Going back to the issue of transport, I am convinced that the objective to reduce greenhouse gas emissions from per capita transport by half by 2040 is not enough. Surely, with focused planning, sustainable investment and a well devised programme of advertising this can be achieved in less than 33 years!
Here are the other sustainable future targets:
1. Electricity generation - 90 % from renewable sources - by 2025
2. Electric vehicles - one of the first countries in the world to widely deploy - no date given
3. Agricultural emissions reduction research - remain a world leader
4. Agricultural greenhouse gas emissions reduction - early adoption & application of new technologies & processes
5. Forest area - achieve net increase in of 250,000 hectares from 2007 levels - by 2020
1. Seems like a good sustainable target and highly achievable within the time frame as long as we continue to keep nuclear out of the picture.
2. Sounds impressive - will need to hear plans for putting this into action. One assumes these plans will incorporate and ensure full recycling of all current non-electric cars on the roads that will otherwise be heading for a landfill near you! (shipping to China is not a viable option)
3. Nevermind the research! How about simply reducing agriculture that is not organic, bio-dynamic or otherwise sustainable and banning all intensive farming practice. This will ensure that NZ becomes a sustainable agriculture world leader and has an upper hand when global demand for non-organics falls (particularly imported), in the hopefully not too distant future!
4. Ditto above.

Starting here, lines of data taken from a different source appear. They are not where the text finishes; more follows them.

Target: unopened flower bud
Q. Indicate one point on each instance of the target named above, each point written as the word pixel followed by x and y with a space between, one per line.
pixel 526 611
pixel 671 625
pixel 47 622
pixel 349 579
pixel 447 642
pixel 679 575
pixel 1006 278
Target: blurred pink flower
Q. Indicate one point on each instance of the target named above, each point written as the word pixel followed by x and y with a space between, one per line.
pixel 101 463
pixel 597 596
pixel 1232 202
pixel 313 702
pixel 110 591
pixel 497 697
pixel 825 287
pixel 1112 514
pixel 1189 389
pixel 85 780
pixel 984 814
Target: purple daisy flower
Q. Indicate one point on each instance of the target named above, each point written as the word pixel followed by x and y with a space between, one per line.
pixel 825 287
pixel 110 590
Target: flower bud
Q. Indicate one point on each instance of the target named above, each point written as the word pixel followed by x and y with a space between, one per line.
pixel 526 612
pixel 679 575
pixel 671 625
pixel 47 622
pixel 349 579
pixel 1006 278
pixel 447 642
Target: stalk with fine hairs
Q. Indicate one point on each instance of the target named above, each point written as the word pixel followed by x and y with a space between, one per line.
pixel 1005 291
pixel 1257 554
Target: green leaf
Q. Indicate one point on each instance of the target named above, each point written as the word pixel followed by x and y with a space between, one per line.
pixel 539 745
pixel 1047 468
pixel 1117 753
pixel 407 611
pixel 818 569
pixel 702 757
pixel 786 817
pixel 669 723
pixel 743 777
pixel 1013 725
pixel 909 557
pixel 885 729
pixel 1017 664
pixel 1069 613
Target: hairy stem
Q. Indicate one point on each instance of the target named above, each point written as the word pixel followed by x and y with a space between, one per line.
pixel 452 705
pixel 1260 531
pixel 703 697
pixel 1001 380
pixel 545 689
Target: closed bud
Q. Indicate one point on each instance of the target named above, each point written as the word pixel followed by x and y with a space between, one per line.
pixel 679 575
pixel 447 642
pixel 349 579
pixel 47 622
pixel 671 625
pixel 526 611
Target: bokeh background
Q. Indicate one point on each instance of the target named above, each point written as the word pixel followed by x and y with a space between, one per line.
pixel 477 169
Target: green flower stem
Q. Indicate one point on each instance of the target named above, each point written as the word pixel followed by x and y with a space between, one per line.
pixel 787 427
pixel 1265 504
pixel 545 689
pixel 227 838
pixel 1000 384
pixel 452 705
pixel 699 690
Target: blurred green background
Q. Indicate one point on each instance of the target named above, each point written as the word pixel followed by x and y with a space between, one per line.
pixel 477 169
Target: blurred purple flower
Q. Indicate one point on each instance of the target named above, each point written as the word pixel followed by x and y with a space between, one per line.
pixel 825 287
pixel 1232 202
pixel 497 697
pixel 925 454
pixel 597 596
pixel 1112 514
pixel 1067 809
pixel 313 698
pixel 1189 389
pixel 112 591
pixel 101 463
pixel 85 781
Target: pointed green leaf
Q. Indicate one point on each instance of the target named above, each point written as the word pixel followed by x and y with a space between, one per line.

How about saving valuable time and money by focusing on traditional technologies and processes that work without damaging the environment and providing safe, natural, nutritious, non chemically saturated food for us to eat as well as export.
5. I'm not good with numbers, but is 250,000 hectares a lot, even relatively?! (Just over 1% of NZ total land area by my crude reckoning...)
According to the website the targets will allow NZ to be carbon neutral in total energy sector by 2040. Whilst the programme is commendable in many ways (ignoring of course, the fact that it comes from a position of fear of economic reduction rather than a desire to support our ailing planet, but anyway...) I am not sure it reflects the global urgency of reducing emissions and how continued emissions are already affecting other particularly those less well equipped to deal with disasters.
I hope that these time frames can be reduced drastically and the targets achieved, particularly if NZ is to be that 1st Truly Sustainable Nation. 33 years may sound like a long time but I can't help thinking - Do we have that long???